Me levanté del suelo sin usar las manos y corrí hacia la puerta del gran salón, mirando hacia ambos lados antes de echar a correr hacia la izquierda, sin siquiera saber adónde iba.
Me estaba escapando de unos secuestradores. Era una buena historia que contarles a mis hijos cuando fuera mayor.
-¡¿Qué mierda estás haciendo?! –gritó alguien detrás de mí. Lo ignoré, corriendo lo más rápido que mis fuerzas me permitían. Me ardían los pulmones, y de vez en cuando miraba atrás. El gordo venía cada vez más cerca y yo no lograba alejarme al menos dos metros más. Entonces comprendí para qué sirven las clases de Educación Física que siempre repruebo.
-¡Detente ahora mismo, perra! –gritó detrás de mí. Aceleré la carrera, haciendo que me ardieran los pulmones y que se me cortara la respiración. Las lágrimas de miedo me salían a borbotones de los ojos cansados, pero no podía gritar, la cinta aún cubría mi boca.
No estaba asustada de lo que estaba haciendo, o de las consecuencias que eso podría traerme. Sino de que me atraparan, de no volver a salir de allí viva, ése era mi miedo. Me estaba volviendo loca conforme pasaban los minutos que no podía salir de ahí.

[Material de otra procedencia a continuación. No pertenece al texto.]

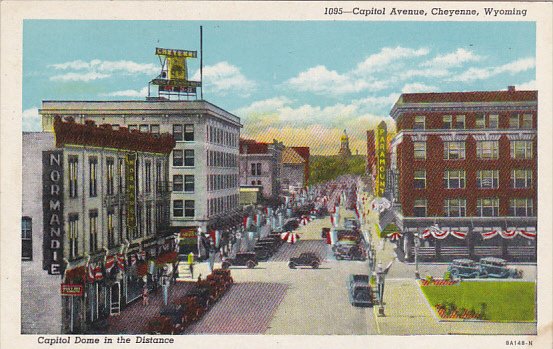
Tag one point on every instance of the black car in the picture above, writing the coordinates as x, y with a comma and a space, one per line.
247, 259
305, 259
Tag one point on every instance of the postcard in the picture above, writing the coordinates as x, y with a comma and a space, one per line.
276, 174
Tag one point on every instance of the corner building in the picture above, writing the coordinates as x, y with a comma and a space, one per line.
203, 166
463, 174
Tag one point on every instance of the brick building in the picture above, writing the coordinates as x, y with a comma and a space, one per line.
463, 169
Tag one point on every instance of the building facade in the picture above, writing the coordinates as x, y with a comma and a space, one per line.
463, 174
204, 165
260, 165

Escuché disparos, pero eso no me detuvo de correr, sino que intenté acelerar un poco más, forzando a mis piernas hacia lo imposible. Mi cuerpo y mi mente no estaban conectados, actuaba por instinto, el miedo me había carcomido por dentro.
De pronto, escuché unos vidrios romperse y más disparos, entonces un gruñido gutural muy grave se escuchó cerca de mí, y fui jalada hacia el suelo por unas manos desconocidas.